Mr Wozniak and 17 people who fell victim to the scams are part of the suit against both YouTube and Google, as well as 20 unidentified individuals (known as they often are in legal cases as “does” as in the plural of a Jane or John Doe).
Twitter recently faced an embarrassing hack where verified public officials and figures with huge followings including Barack Obama, Jeff Bezos and Elon Musk, had their accounts hijacked and used to promote a bitcoin scam.
“We’re embarrassed, we’re disappointed and more than anything we’re sorry,” the social media platform said in an apology issued shortly afterwards.
“In stark contrast, for months now, YouTube has been unapologetically hosting, promoting and directly profiting from similar scams,” the lawsuit alleges.
“YouTube has featured a steady stream of scam videos and promotions that falsely use images and videos of Steve Wozniak and other famous tech entrepreneurs, and that have defrauded YouTube users out of millions of dollars.”
The scam uses images of Mr Wozniak to promote “Bitcoin giveaways”, telling users that if they send an amount of Bitcoin, he’ll double it and send it back.
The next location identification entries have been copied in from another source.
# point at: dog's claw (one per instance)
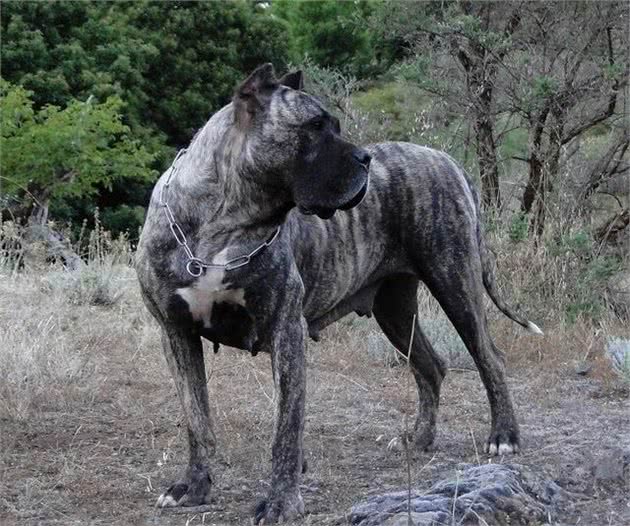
(500, 444)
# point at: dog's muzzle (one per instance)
(327, 213)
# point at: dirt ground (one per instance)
(102, 455)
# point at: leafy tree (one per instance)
(456, 49)
(331, 34)
(56, 154)
(172, 63)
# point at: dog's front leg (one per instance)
(184, 355)
(284, 501)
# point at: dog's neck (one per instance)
(217, 176)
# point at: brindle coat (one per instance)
(275, 149)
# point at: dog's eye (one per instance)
(317, 124)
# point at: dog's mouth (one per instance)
(327, 213)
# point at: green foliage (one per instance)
(519, 227)
(66, 152)
(172, 63)
(330, 33)
(589, 274)
(124, 218)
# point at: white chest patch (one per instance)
(208, 290)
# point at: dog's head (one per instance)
(296, 144)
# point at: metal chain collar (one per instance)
(195, 266)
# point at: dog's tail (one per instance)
(488, 268)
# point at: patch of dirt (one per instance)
(106, 458)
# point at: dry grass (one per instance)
(91, 430)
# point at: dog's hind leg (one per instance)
(459, 289)
(184, 355)
(395, 306)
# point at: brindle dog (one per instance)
(212, 264)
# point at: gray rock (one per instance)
(611, 467)
(494, 493)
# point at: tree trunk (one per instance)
(488, 169)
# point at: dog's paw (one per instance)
(192, 490)
(420, 442)
(277, 510)
(502, 443)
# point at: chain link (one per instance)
(195, 266)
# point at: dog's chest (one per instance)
(219, 310)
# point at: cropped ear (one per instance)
(254, 93)
(293, 80)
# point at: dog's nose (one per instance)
(362, 157)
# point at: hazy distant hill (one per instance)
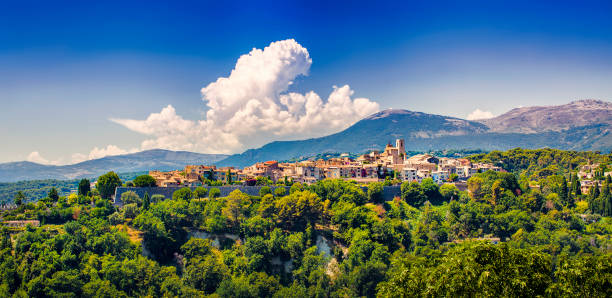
(142, 161)
(552, 118)
(581, 125)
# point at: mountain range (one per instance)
(156, 159)
(579, 125)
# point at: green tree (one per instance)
(280, 192)
(84, 187)
(184, 194)
(53, 194)
(144, 181)
(19, 198)
(200, 192)
(413, 193)
(298, 209)
(214, 193)
(146, 201)
(431, 190)
(264, 191)
(375, 192)
(229, 176)
(107, 183)
(449, 192)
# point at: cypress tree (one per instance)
(146, 201)
(53, 194)
(595, 191)
(563, 192)
(577, 189)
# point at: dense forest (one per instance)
(510, 234)
(35, 190)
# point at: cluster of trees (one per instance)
(507, 235)
(541, 162)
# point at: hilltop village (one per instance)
(392, 163)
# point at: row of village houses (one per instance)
(370, 167)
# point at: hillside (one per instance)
(424, 132)
(552, 118)
(136, 162)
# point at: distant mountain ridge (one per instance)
(564, 127)
(156, 159)
(579, 125)
(552, 118)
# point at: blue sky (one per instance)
(66, 68)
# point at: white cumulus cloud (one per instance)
(252, 106)
(108, 151)
(38, 158)
(479, 114)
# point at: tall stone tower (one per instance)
(399, 144)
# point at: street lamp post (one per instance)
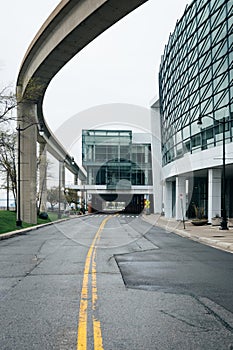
(18, 214)
(224, 212)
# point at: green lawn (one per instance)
(8, 221)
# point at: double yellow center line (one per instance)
(90, 269)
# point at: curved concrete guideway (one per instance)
(70, 27)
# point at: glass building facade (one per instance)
(109, 157)
(196, 79)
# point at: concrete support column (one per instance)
(43, 177)
(180, 197)
(168, 199)
(214, 193)
(61, 185)
(28, 168)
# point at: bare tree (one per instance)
(53, 196)
(8, 103)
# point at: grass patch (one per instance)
(8, 221)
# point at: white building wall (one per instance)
(156, 157)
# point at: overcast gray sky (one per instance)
(121, 66)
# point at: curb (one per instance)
(225, 246)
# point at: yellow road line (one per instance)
(83, 309)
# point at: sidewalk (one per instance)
(207, 234)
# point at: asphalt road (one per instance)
(113, 282)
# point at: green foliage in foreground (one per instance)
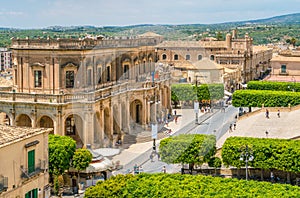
(275, 86)
(186, 92)
(280, 154)
(176, 185)
(188, 149)
(256, 98)
(61, 150)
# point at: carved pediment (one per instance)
(69, 64)
(37, 64)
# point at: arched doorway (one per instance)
(124, 117)
(116, 120)
(97, 129)
(4, 119)
(136, 111)
(74, 129)
(107, 128)
(23, 120)
(46, 122)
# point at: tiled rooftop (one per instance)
(10, 134)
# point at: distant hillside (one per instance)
(276, 29)
(283, 19)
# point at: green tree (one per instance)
(219, 36)
(215, 162)
(176, 185)
(188, 149)
(293, 41)
(61, 150)
(81, 159)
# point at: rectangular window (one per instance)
(32, 194)
(283, 69)
(108, 73)
(38, 78)
(99, 74)
(126, 71)
(31, 161)
(187, 57)
(69, 79)
(89, 80)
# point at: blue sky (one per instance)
(45, 13)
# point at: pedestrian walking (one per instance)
(151, 156)
(272, 177)
(267, 113)
(141, 169)
(136, 169)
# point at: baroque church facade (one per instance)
(95, 90)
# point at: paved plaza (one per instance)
(252, 125)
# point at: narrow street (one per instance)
(210, 123)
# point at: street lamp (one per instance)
(246, 156)
(196, 109)
(196, 103)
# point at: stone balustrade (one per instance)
(112, 89)
(86, 43)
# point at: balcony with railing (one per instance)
(3, 183)
(30, 172)
(81, 95)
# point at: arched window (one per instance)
(187, 57)
(70, 126)
(199, 57)
(176, 57)
(70, 79)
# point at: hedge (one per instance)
(176, 185)
(275, 86)
(187, 148)
(257, 98)
(279, 154)
(187, 92)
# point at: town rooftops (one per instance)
(12, 134)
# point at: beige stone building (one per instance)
(241, 60)
(286, 66)
(24, 162)
(95, 90)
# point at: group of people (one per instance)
(137, 169)
(205, 109)
(268, 113)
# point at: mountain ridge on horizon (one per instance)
(293, 18)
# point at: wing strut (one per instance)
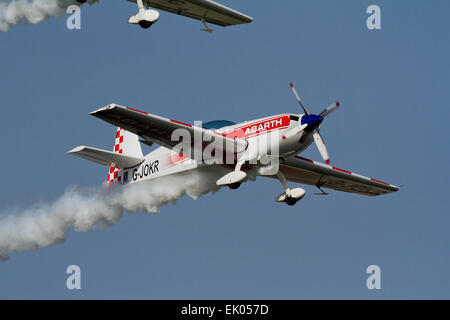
(207, 29)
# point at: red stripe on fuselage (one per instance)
(137, 110)
(342, 170)
(380, 181)
(301, 158)
(260, 127)
(178, 122)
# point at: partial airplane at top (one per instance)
(203, 10)
(268, 146)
Bitcoin and other cryptocurrency transactions are irreversible and largely untraceable.
“With full knowledge of this scam, YouTube resisted taking the scam videos down, allowed them to multiply, and contributed to the scam by making them appear legitimate,” the lawsuit alleges.
The lawsuit claims that as well as Mr Wozniak, Microsoft co-founder Bill Gates, Tesla co-founder Elon Musk, Dell founder Michael Dell, Rich Dad Poor Dad author Robert Kiyosaki, and CEO of cryptocurrency exchange Ripple, Brad Garlinghouse, were all exploited in the videos.
One involving Elon Musk cost YouTube viewers who fell for it more than $US2 million ($A2.81 million).
The lawsuit claims Mr Wozniak has repeatedly tried to get YouTube to do something about the scams, but the platform has been unresponsive.
The plaintiffs also argue YouTube is not exempt from Section 230 because the company’s “ongoing, knowing, and active participation” in the promotion of the videos falls “well outside of the immunity from liability that Section 230 provides”.
They claim YouTube “have improperly refused to act, to warn their users, or to otherwise play a constructive role in stopping this criminal enterprise, and have instead perpetuated and profited from it.
Mr Wozniak and the other plaintiffs are seeking the removal of the scam videos, a court order that YouTube stops “ignoring and delaying” its response to take-down notices and from verifying accounts spreading the scam videos.
It also calls for YouTube to stop recommending the videos to its users, falsely displaying that the videos are live streams with higher viewerships than they actually do, and selling ads or otherwise profiting on the videos.
They also want YouTube to warn users about the scam and use the tools it already has to prevent more of the videos going up.
They also want the money returned to the victims and for Google and YouTube to pay for their costs, and have demanded a trial by jury.